FIG. 1.

RT-PCR for H1 subtype HAs. (A) RT-PCR amplification with the universal H1 HA primer set (set 3). cDNAs from swine, human, and avian origin H1 subtype influenza A viruses were amplified. The final reaction mixture contained 1× PCR Gold buffer, 2.5 mM MgCl₂, 0.2 mM deoxynucleoside triphosphate mixture, 4 U AmpliTaq Gold polymerase (Applied Biosystems, Foster City, CA), and 0.6 μM primers. Thermocycling was performed in a DNAEngine (Bio-Rad, Hercules, CA) under the following cycling conditions: 10 min at 95°C, followed by 40 cycles of 94°C for 30 s, 60°C for 30 s, and 72°C for 1 min. PCR products were electrophoresed on a 2% Tris-acetate-EDTA agarose gel, stained with ethidium bromide, and photographed under UV transillumination. Lanes (left to right): 1, 100-bp DNA molecular weight ladder; 2, A/swine/Ohio/23/1935(H1N1), 3, A/swine/Jamesburg/1942 (H1N1), 4, A/swine/Wisconsin/1/1967 (H1N1); 5, A/Maryland/NIH-37/2009 (H1N1); 6, A/Maryland/NIH-39/2009 (H1N1); 7, A/mallard/Ohio/171/1990 (H1N1); 8, A/green-winged teal/Ohio/72/1999(H1N1); 9, A/green-winged teal/Ohio/430/1987 (H1N1); 10, A/California/04/2009 (H1N1); 11, A/New York/470/2004 (H3N2); 12, water. (B) Amplification curve for influenza A virus H1 HA real-time RT-PCR assay.
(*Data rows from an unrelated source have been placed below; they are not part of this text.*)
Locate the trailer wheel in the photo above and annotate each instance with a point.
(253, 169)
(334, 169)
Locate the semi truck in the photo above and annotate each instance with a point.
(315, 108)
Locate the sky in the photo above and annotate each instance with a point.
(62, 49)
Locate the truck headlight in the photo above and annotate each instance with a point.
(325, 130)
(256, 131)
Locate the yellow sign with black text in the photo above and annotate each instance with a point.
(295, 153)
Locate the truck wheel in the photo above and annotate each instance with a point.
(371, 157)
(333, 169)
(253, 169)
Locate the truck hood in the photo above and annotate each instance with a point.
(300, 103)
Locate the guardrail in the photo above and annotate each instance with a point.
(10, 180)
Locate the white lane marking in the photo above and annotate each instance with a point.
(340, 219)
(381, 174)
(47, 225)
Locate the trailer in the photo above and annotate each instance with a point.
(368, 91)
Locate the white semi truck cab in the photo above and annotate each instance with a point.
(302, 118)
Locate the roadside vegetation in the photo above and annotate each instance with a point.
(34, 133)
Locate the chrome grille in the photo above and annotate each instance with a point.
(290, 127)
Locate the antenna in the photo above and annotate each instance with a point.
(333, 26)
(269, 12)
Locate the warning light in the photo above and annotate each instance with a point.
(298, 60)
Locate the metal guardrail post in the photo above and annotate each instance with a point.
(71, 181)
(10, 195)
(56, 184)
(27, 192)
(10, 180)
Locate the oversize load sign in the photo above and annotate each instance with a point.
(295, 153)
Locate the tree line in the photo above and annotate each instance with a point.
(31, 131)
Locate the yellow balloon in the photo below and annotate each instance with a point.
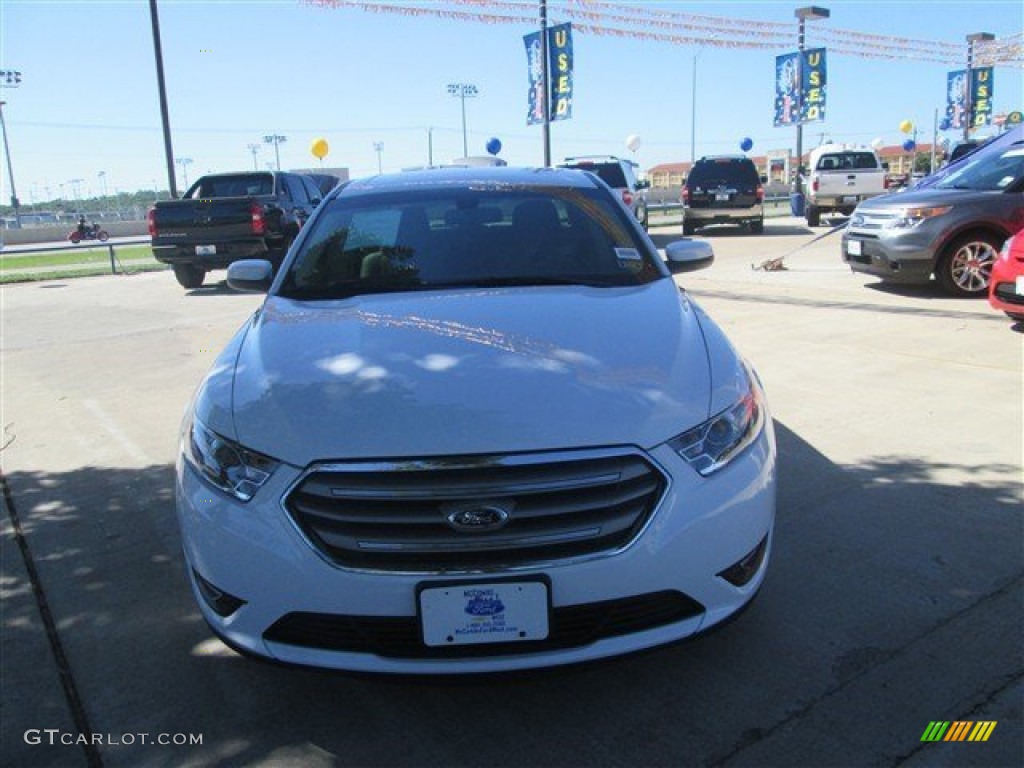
(318, 147)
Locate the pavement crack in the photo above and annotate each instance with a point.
(92, 756)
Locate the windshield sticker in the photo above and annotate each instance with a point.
(629, 258)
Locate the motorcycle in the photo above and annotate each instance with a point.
(91, 232)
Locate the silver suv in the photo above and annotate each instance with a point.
(952, 227)
(620, 175)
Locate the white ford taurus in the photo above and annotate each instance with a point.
(475, 426)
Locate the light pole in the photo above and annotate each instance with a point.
(810, 11)
(463, 91)
(10, 171)
(379, 148)
(275, 139)
(978, 37)
(184, 163)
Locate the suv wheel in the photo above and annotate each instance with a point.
(188, 275)
(966, 264)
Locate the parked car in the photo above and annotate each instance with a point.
(621, 175)
(224, 217)
(841, 177)
(951, 228)
(724, 189)
(1006, 289)
(475, 426)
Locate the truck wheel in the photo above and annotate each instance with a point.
(188, 276)
(966, 264)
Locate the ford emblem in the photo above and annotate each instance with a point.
(477, 519)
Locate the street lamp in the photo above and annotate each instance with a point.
(463, 91)
(812, 12)
(184, 163)
(275, 139)
(10, 171)
(978, 37)
(379, 148)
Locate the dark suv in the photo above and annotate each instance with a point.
(724, 189)
(620, 175)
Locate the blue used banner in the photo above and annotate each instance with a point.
(982, 82)
(956, 98)
(813, 85)
(559, 75)
(560, 68)
(786, 88)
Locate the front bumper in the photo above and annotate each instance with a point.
(898, 255)
(255, 553)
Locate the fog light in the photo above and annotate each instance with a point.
(219, 601)
(742, 571)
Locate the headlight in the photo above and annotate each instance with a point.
(909, 217)
(224, 464)
(721, 438)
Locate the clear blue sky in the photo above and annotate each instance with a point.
(239, 70)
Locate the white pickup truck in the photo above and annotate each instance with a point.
(840, 177)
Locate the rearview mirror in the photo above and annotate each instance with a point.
(688, 255)
(251, 275)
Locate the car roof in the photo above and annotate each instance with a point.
(491, 176)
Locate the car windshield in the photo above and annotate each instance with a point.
(459, 236)
(723, 171)
(988, 172)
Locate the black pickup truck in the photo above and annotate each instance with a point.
(224, 217)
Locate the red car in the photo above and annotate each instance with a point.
(1006, 287)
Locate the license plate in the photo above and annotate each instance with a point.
(486, 612)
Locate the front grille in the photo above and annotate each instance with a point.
(1008, 292)
(398, 637)
(396, 516)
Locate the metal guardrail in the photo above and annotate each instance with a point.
(81, 247)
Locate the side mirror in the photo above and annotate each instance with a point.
(250, 275)
(687, 255)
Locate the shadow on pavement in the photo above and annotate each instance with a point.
(867, 559)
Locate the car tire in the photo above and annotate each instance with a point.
(965, 267)
(188, 275)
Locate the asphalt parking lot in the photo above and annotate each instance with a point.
(894, 597)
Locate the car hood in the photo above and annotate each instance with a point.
(929, 197)
(467, 372)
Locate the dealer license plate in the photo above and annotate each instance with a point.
(487, 612)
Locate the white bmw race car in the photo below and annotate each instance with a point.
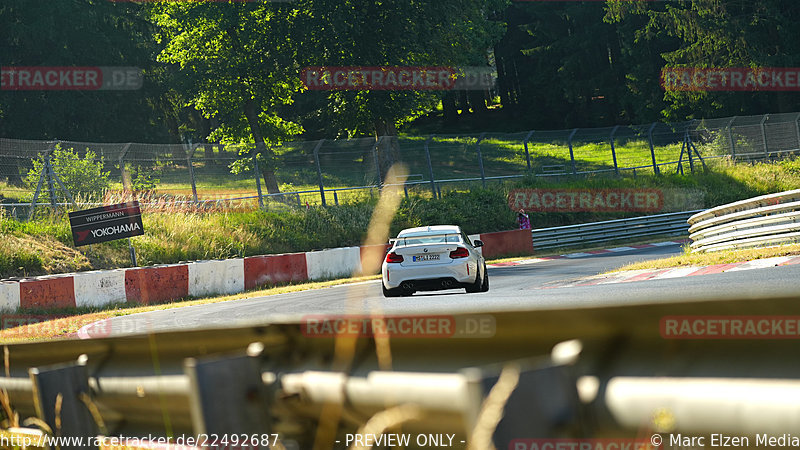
(433, 258)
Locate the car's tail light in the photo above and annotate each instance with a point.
(460, 252)
(394, 258)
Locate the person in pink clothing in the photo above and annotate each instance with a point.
(523, 220)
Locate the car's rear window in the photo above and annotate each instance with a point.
(430, 239)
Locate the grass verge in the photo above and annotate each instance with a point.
(67, 322)
(714, 258)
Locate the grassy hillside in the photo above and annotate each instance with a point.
(44, 245)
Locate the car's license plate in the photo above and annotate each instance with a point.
(417, 258)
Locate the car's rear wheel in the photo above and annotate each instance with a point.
(476, 286)
(397, 292)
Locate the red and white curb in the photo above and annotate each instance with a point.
(586, 254)
(170, 282)
(629, 276)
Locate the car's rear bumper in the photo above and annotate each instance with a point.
(430, 277)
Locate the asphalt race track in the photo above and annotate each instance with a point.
(522, 287)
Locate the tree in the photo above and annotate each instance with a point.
(398, 33)
(239, 69)
(83, 176)
(718, 33)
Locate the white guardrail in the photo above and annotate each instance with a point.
(757, 222)
(670, 224)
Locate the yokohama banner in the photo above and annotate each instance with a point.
(107, 223)
(579, 200)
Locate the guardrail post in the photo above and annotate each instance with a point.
(527, 153)
(377, 163)
(430, 165)
(258, 178)
(319, 171)
(571, 154)
(480, 159)
(228, 396)
(733, 141)
(189, 156)
(764, 135)
(797, 129)
(544, 399)
(613, 149)
(61, 397)
(653, 149)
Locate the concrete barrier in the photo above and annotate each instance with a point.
(216, 277)
(156, 284)
(507, 243)
(274, 269)
(99, 287)
(50, 292)
(146, 285)
(333, 263)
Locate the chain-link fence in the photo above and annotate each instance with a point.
(326, 172)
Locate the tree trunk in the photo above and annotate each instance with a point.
(449, 107)
(270, 181)
(388, 147)
(477, 100)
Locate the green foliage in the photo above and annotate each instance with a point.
(174, 236)
(83, 176)
(144, 180)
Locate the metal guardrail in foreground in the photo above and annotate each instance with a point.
(772, 219)
(671, 224)
(582, 372)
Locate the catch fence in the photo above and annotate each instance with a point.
(328, 172)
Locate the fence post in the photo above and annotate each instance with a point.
(375, 158)
(38, 188)
(733, 141)
(764, 135)
(571, 154)
(123, 170)
(653, 149)
(430, 166)
(613, 149)
(527, 153)
(258, 178)
(189, 155)
(319, 171)
(480, 159)
(48, 168)
(797, 129)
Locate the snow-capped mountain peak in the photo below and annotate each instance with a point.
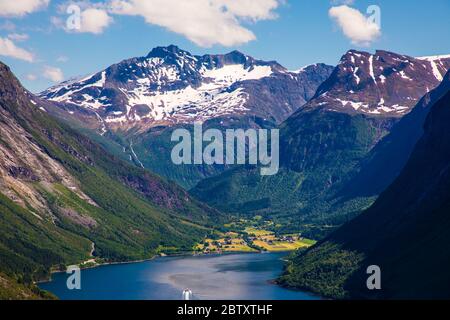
(380, 84)
(170, 85)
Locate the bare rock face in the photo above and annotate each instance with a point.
(380, 84)
(170, 86)
(23, 162)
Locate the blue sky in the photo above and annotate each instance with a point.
(293, 32)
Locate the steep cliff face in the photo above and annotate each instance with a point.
(335, 149)
(171, 86)
(60, 193)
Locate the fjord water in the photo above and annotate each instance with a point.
(215, 277)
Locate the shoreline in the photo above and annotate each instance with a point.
(105, 264)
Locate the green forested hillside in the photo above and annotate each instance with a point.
(319, 152)
(60, 192)
(405, 233)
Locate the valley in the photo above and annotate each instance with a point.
(253, 235)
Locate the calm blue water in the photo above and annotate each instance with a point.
(227, 277)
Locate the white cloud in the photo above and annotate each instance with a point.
(31, 77)
(18, 36)
(8, 26)
(9, 49)
(355, 26)
(204, 22)
(53, 74)
(94, 21)
(19, 8)
(62, 59)
(339, 2)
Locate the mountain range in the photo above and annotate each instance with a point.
(405, 233)
(64, 199)
(327, 143)
(80, 161)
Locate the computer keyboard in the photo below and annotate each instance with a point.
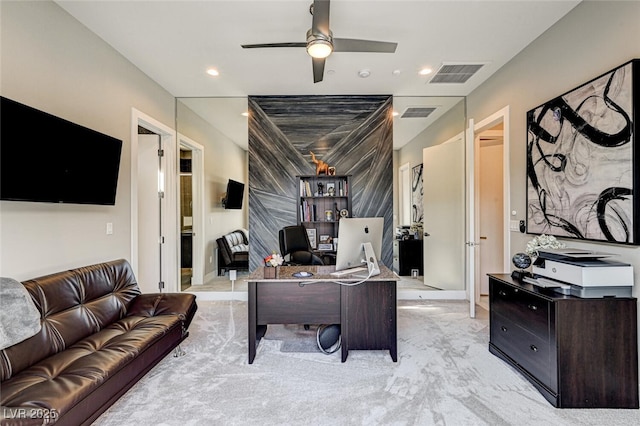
(348, 271)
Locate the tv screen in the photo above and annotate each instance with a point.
(44, 158)
(235, 193)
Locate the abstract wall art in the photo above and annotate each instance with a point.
(417, 208)
(582, 161)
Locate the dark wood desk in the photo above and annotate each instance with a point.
(366, 312)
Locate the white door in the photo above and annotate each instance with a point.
(150, 182)
(197, 198)
(444, 214)
(490, 207)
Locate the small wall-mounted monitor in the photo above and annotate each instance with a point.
(235, 195)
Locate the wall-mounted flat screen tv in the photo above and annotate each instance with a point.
(235, 193)
(44, 158)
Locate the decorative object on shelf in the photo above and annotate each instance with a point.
(331, 189)
(311, 232)
(582, 163)
(521, 261)
(541, 242)
(328, 215)
(416, 230)
(273, 260)
(270, 272)
(321, 166)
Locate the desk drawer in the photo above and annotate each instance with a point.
(288, 303)
(524, 309)
(525, 348)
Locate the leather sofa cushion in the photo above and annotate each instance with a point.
(74, 305)
(61, 380)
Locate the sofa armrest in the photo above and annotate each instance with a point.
(154, 304)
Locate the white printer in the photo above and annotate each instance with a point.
(590, 274)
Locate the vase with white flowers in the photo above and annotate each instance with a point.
(543, 241)
(272, 264)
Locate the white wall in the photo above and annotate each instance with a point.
(592, 39)
(224, 160)
(53, 63)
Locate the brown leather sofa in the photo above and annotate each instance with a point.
(99, 336)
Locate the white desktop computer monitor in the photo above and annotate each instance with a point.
(357, 236)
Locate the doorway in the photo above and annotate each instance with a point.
(191, 213)
(491, 141)
(162, 234)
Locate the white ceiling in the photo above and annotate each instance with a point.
(174, 42)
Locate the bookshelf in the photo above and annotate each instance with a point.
(322, 200)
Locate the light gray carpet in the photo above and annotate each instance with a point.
(445, 375)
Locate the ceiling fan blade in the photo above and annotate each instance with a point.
(258, 46)
(355, 45)
(320, 17)
(318, 69)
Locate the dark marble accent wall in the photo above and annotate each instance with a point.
(352, 133)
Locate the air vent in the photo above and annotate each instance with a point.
(417, 112)
(455, 73)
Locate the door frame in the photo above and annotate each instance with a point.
(197, 179)
(451, 294)
(170, 271)
(404, 190)
(501, 116)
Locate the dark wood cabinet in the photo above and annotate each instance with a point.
(578, 352)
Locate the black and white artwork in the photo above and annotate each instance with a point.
(582, 161)
(417, 208)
Shown are the 10⁻¹ to 10⁻⁵ dilutions of A/California/04/2009 (H1N1) cDNA (final concentrations, 0.4 ng to 40 fg viral RNA per reaction mixture) with the FAM (novel swine origin) probe. Reactions were run in duplicate. The final reaction mixture contained 1× ABI master mix (Applied Biosystems), 0.9 μM primers, and 0.25 μM of each probe under the following cycling conditions: 2 min at 50°C and 10 min at 95°C, followed by 40 cycles of 95°C for 15 s and 60°C for 1 min.